Le lendemain jeudi 9 septembre 2021, Mahmoud Ali, l'imam de la grande mosquée de Ngaoundéré publie un communiqué. Il appelle les parents au boycott du collège de Mazenod, selon lui, l'établissement organise une sorte d'évangélisation en imposant le port de la croix aux élèves. " Il nous a été donné de constater, pour le déplorer, la décision prise par le collège de Mazenod rendant obligatoire à tous ses élèves le port du signe de la croix sur leur uniforme. Or, porter de la croix va à l'encontre des enseignements de notre religion, l'islam. Cela s'apparente à une méthode d'évangélisation savamment orchestré allant de la maternelle jusqu'au cycle secondaire dans leurs établissements confessionnels ", écrit Cheick Mahmoud Ali, l'imam de la grande mosquée de Ngaoundéré. Et de conclure son appel à l'endroit des autres imams de la ville de Ngaoundéré à rappeler aux parents de ne pas envoyer leur progéniture dans les collèges confessionnels qui imposent le port des signes autres que celui de l'Islam.
Le document est diffusé sur les réseaux sociaux et dans les foras suscitant une vague de polémiques. Des individus dans les foras demandent l'organisation d'une manifestation devant le collège de Mazenod. Les responsables et les enseignants du collège de Mazenod font l'objet des attaques verbales et certains leur promettent des agressions physiques. Dans la foulée, la situation prend de l'ampleur avec des échanges violents rangés entre partisans de l'imam et ceux qui soutiennent les responsables du collège de Mazenod.
Les autorités administratives ont convoqué l'imam de la grande mosquée pour une explication sur son communiqué le 9 septembre 2021. L'homme de Dieu dans la panique a alerté ses partisans de l'accompagner à la préfecture pour répondre à la convocation. Une foule nombreuse s'est déportée à l'esplanade de la préfecture de Ngaoundéré. Ils ont voulu en découdre avec le préfet. Selon eux, il a commis un crime de lèse-majesté en convoquant l'imam, Mahmoud Ali. Le lamido de Ngaoundéré et quelques élites se sont rendus à la préfecture pour désamorcer la révolte. Les partisans de l'Imam ont menacé d saccager le véhicule de l'autorité administrative. Certains badauds ont tenté d'accéder au secrétariat du préfet.
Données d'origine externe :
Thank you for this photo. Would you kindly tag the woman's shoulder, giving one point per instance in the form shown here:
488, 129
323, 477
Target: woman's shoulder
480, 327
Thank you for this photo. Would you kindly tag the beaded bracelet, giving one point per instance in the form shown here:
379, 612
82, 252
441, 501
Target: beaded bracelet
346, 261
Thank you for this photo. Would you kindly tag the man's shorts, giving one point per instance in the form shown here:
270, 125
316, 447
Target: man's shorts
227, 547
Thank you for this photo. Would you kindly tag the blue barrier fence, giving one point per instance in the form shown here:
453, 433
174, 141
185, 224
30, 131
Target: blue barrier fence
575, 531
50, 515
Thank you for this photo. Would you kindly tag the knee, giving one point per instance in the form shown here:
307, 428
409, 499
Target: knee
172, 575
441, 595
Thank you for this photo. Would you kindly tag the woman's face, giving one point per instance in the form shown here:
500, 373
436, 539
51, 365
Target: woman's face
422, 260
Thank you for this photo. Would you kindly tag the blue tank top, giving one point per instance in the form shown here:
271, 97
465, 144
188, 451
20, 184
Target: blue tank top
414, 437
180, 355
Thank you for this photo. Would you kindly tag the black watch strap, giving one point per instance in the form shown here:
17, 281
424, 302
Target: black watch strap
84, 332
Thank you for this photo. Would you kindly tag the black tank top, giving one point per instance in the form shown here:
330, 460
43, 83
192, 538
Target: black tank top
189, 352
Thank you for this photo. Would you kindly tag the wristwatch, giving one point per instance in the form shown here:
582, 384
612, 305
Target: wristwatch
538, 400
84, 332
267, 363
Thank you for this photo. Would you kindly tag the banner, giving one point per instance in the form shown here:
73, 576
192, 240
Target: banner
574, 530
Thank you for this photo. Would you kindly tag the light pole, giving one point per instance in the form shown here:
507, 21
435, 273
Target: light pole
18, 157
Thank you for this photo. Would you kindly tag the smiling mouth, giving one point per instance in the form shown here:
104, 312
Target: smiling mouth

Une foule se déverse à l'esplanade de la préfecture de Ngaoundéré. Ils veulent en découdre avec le préfet de la Vina, qui selon eux a commis un crime de lèse-majesté en convoquant l'imam Mahmoud Ali. Mohamadou Hayatou Issa, le lamido de Ngaoundéré accompagné de quelques élites se rendent à la préfecture de Ngaoundéré pour désamorcer ce qui ressemble à une révolte contre le préfet de la Vina. Selon l'autorité administrative, l'attitude de l'imam de la grande mosquée est de nature à inciter à la révolte, et les troubles à l'ordre publique. Ce que nie l'imam de la grande mosquée de Ngaoundéré.
Dans la ville de Ngaoundéré, l'opinion semble divisée sur cette affaire d'écusson sur la tenue des élèves du collège de Mazenod. Certains trouvent l'attitude de l'imam de la grande mosquée déplacée. Cependant, ses partisans soutiennent que l'autorité religieuse est dans son devoir. Au moment où nous mettions sous presse cette information, le ministre de l'Administration territoriale, Atanga Nji, en visite de travail dans la région de l'Adamaoua depuis hier dimanche, était en réunion de crises avec les responsables du collège de Mazenod, les membres de la communauté musulmane et les autorités administratives, pour désamorcer la crise.